Ryan Murphy is pushing back against members of Erik and Lyle Menendez’s family who have slammed Netflix’s “Monsters: The Lyle and Erik Menendez Story” as a “grotesque shockadrama.”

“The family’s response is predictable at best,” Murphy tells me, just hours after the family’s statement was released on social media via Erik’s wife Tammi. “I find it interesting because I would like specifics about what they think is shocking or not shocking. It’s not like we’re making any of this stuff up. It’s all been presented before. What we’re doing is we’re the first to present it in one contained ecosystem. What’s grotesque about it? … Tammi [and] the family, they have always done this and they did this recently — they say, ‘lies after lies’ — but then they don’t say what the lies are. They don’t back up anything.”

The Menendez brothers are currently serving life sentences without the possibility of parole for the first-degree murder of their parents, Jose and Kitty Menendez, in 1989. The series dramatizes the killings and the subsequent trials that ended in their conviction in 1996.

Murphy also shares that he believes “Monsters” is “the best thing that has happened to the Menendez brothers in 30 years.” He continues, “They are now being talked about by millions of people all over the world. There’s a documentary coming out into two weeks about them, also on Netflix. And I think the interesting thing about it is it’s asking people to answer the questions, ‘Should they get a new trial? Should they be let out of jail? What happens in our society? Should people be locked away for life? Is there no chance ever at rehabilitation?’ I’m interested in that, and a lot of people are talking about it. We’re asking really difficult questions, and it’s giving these brothers another trial in the court of public opinion. From what I can tell, it’s really opened up the possibility that this evidence that they claim that they have, maybe that there is going to be a way forward for them.”

Murphy believes if the trial was held today, the brothers may have gotten a lesser charge of manslaughter and a lighter sentence. “The second trial was a travesty. I think it’s insane that all of the evidence that they claim really happened was not allowed to be admissible,” he said. “That’s a mistake. I think the behavior of those male jurors is an outrage. I think a lot of those jurors were homophobic. I think that they refused to accept the idea that sexual abuse could happen to men. I think that’s outrageous. So what do I think? I think that if there’s new evidence, yes, it should be heard. I also personally do not believe that someone should spend their entire life in prison.”

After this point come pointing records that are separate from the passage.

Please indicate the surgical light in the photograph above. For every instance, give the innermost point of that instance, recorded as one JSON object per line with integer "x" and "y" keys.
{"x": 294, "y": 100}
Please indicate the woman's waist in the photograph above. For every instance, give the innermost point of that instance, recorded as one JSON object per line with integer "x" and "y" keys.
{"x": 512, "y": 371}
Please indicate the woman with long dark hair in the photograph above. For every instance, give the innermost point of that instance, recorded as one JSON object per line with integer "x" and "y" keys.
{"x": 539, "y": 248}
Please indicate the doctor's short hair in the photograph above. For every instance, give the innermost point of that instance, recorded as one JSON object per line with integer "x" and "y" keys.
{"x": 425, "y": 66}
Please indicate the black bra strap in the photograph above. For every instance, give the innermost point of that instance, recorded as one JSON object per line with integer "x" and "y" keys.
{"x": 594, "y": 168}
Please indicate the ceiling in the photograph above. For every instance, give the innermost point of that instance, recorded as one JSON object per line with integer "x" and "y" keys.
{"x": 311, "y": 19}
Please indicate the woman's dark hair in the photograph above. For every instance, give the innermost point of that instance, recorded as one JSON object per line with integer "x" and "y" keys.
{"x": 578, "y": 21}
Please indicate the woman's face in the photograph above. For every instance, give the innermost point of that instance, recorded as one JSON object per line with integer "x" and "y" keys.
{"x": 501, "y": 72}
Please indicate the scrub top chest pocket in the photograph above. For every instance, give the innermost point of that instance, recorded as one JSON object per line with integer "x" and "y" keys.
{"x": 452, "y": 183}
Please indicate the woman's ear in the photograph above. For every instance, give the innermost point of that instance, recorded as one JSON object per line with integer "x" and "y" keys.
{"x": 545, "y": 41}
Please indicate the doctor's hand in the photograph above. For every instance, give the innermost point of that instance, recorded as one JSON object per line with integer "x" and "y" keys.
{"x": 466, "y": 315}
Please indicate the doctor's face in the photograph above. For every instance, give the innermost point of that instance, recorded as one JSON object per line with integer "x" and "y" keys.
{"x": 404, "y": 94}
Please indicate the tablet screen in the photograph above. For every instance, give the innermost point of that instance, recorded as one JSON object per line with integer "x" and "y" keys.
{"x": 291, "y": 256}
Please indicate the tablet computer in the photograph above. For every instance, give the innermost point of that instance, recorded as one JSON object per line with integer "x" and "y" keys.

Cooper Koch, who plays Erik, exclusively told Variety that he spoke to the real Erik for the first time on the night before the series premiered on Netflix. About a week later, he met Erik and Lyle when he joined Kim Kardashian for a visit to their prison to talk to inmates about prison reform.

Unlike Koch, Murphy said he has never reached out to the brothers. “I have no interest in talking to them,” he says. “It’s very good that Cooper has a relationship with them, and I’m very close, obviously, with Kim Kardashian, who has spoken to them. I love Kim, and I believe she does God’s work. I believe in prison reform. I believe in everything she believes in. I don’t know what I would say to them. What would I ask them? I know what their perspective is.”

Nor does Murphy feel the need to becoming an advocate for Erik and Lyle like Koch said he wants to be. “I believe in justice, but I don’t believe in being a part of that machine,” Murphy says. “That’s not my job. My job as an artist was to tell a perspective in a particular story. I feel I’ve done that, but I wish them well.”